Services are created immediately, so the database can be immediately accessed
$ mysql -u root -p -h 172.16.230.131 Enter password: Welcome to the MariaDB monitor. Commands end with ; or \g. Your MySQL connection id is 6 Server version: 5.6.22-72.0-56 Percona XtraDB Cluster (GPL), Release rel72.0, Revision 978, WSREP version 25.8, wsrep_25.8.r4150 Copyright (c) 2000, 2015, Oracle, MariaDB Corporation Ab and others. Type 'help;' or '\h' for help. Type '\c' to clear the current input statement. MySQL [(none)]> show status like 'wsrep_inc%' -> ; +--------------------------+----------------------------------------------------+ | Variable_name | Value | +--------------------------+----------------------------------------------------+ | wsrep_incoming_addresses | 10.244.78.2:3306,10.244.11.2:3306,10.244.75.2:3306 | +--------------------------+----------------------------------------------------+ 1 row in set (0.01 sec)

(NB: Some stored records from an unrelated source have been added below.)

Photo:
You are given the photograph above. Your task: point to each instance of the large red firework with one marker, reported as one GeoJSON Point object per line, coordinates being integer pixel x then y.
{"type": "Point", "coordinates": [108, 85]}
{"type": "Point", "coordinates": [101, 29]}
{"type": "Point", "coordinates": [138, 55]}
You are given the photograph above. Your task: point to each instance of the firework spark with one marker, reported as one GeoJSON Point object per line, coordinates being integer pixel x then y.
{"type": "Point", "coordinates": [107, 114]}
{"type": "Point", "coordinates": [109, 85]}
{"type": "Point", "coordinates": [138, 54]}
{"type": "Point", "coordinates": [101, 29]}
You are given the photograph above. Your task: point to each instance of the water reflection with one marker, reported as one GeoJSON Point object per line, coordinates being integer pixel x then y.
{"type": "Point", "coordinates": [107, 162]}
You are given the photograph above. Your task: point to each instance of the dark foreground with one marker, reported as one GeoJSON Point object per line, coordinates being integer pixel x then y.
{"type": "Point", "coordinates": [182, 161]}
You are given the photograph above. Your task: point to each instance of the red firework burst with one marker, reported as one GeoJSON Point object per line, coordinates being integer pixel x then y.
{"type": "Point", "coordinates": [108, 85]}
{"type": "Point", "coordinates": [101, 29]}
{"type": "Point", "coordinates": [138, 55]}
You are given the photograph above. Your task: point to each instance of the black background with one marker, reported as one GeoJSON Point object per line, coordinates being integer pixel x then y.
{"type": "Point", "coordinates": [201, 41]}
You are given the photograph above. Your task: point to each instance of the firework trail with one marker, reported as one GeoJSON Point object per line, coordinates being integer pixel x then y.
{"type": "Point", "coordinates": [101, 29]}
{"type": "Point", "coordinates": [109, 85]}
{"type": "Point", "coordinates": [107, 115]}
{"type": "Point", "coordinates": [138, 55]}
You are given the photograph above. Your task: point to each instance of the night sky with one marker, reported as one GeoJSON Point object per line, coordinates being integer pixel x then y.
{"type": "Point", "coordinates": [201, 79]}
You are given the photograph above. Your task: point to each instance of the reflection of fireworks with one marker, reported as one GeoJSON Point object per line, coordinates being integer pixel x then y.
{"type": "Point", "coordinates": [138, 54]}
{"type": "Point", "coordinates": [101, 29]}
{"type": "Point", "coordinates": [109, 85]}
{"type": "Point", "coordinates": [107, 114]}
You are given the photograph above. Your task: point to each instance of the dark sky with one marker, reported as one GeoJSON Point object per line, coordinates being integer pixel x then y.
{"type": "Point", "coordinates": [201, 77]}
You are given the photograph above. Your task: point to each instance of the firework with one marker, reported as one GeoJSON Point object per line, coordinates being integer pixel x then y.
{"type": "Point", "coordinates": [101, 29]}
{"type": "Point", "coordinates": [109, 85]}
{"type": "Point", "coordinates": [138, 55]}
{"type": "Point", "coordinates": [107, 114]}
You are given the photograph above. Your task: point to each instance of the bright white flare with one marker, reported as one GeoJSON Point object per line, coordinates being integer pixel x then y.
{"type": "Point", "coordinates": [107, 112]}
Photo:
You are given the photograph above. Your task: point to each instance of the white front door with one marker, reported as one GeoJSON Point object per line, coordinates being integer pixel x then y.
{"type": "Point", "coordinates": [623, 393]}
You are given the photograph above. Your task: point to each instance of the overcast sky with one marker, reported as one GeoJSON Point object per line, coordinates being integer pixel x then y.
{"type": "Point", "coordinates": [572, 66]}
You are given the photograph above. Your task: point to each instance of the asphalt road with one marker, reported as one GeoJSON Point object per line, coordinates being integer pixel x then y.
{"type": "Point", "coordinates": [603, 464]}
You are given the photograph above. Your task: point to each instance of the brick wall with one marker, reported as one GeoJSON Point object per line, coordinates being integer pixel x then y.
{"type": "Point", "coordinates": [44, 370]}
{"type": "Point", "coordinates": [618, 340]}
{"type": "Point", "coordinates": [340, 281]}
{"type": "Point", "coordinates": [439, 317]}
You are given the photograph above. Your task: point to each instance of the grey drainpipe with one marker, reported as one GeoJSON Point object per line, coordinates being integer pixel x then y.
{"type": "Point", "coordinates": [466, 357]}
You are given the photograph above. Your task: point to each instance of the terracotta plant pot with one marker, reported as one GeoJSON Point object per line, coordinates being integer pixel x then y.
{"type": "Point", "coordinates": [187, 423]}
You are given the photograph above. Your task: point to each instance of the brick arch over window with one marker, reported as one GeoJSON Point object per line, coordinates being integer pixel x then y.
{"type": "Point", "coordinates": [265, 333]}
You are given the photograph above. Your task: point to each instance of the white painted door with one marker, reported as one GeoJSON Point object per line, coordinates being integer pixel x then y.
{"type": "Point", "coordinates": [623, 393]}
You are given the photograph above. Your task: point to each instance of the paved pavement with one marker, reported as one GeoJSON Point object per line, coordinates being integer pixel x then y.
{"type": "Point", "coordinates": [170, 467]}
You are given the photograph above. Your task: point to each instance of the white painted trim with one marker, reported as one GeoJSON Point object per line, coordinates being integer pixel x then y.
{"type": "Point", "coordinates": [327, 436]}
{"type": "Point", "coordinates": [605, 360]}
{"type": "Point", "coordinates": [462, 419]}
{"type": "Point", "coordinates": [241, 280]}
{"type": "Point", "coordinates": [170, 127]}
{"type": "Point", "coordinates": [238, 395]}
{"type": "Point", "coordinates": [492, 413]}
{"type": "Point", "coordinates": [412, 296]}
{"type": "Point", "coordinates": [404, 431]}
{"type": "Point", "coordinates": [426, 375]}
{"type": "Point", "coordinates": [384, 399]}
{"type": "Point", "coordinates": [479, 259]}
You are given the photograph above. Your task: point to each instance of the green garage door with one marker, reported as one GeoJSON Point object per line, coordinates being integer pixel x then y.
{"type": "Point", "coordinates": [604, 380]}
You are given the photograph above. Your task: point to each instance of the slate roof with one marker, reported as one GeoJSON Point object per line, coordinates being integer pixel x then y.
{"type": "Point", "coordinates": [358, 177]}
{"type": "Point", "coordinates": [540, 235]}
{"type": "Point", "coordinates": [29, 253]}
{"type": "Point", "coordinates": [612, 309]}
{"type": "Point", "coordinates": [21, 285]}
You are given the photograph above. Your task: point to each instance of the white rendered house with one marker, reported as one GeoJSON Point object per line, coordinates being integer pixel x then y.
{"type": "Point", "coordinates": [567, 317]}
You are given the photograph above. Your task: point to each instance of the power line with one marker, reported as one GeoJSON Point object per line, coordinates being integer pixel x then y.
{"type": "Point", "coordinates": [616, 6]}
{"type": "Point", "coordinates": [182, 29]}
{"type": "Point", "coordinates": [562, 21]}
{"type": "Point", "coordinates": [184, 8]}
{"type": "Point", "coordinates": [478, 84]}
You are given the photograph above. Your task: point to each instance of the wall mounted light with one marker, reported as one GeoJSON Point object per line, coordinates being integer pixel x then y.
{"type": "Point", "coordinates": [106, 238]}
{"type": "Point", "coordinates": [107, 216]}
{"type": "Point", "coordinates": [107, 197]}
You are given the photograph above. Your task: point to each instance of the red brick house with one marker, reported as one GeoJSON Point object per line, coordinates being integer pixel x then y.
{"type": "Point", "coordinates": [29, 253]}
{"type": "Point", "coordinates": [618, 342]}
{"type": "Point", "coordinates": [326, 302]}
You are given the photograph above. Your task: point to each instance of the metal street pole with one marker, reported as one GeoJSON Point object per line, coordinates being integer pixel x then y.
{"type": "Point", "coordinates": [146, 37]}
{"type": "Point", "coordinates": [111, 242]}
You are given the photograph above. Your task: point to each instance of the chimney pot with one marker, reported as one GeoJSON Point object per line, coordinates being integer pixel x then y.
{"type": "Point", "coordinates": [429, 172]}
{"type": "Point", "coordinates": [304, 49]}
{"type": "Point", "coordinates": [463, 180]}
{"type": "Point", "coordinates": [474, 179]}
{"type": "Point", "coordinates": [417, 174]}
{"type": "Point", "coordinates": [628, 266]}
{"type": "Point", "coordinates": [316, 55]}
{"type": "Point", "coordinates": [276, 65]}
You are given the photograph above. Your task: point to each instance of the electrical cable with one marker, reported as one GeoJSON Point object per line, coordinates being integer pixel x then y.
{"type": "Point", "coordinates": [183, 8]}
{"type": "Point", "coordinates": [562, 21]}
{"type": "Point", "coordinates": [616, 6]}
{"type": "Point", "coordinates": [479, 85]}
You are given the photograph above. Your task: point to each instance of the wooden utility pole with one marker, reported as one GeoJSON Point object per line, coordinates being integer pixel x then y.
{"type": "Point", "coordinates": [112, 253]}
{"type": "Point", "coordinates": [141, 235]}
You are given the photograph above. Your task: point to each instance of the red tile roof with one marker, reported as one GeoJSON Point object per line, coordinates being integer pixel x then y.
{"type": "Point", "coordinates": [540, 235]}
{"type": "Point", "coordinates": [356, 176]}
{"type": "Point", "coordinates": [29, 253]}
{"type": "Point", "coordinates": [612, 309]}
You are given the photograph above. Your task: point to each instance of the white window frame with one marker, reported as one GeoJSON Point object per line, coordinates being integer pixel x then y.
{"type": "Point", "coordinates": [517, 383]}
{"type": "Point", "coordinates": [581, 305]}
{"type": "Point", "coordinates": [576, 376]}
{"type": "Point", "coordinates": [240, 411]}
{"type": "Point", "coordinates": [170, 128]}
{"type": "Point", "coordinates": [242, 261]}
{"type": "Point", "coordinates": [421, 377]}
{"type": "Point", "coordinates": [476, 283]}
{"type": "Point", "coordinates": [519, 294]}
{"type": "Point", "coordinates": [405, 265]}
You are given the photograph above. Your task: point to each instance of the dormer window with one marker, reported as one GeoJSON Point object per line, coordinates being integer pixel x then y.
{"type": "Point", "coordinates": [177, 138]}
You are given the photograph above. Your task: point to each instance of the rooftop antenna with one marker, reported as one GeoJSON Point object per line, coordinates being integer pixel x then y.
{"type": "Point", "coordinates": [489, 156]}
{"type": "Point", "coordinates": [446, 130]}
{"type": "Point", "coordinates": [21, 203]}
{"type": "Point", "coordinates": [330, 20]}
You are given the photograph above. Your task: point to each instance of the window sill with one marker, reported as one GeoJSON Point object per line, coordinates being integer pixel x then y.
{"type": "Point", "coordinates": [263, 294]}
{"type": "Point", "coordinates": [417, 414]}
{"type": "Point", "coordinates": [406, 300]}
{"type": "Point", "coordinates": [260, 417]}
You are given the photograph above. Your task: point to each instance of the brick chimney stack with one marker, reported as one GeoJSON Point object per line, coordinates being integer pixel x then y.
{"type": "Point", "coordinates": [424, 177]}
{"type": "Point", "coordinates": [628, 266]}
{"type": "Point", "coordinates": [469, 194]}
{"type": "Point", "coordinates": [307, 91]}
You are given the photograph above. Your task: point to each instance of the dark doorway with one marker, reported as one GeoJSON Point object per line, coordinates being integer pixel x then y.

This output shows that all three Galera nodes are up and running!
With this proof of concept, there is much more to do. Most of all, it would be good to use replication controllers instead of simple pods to create the three galera single-container pods. That way, there is a means of ensuring that all pods will continue to run. It would also be good to demonstrate this proof-of-concept's value by launching an application that uses this Galera cluster. At least at this point, there is something very useful to start with!
Special thanks to -- Kelsey Hightower, Tim Hockin, Daniel Smith and others in #google-containers for their patience and excellent help!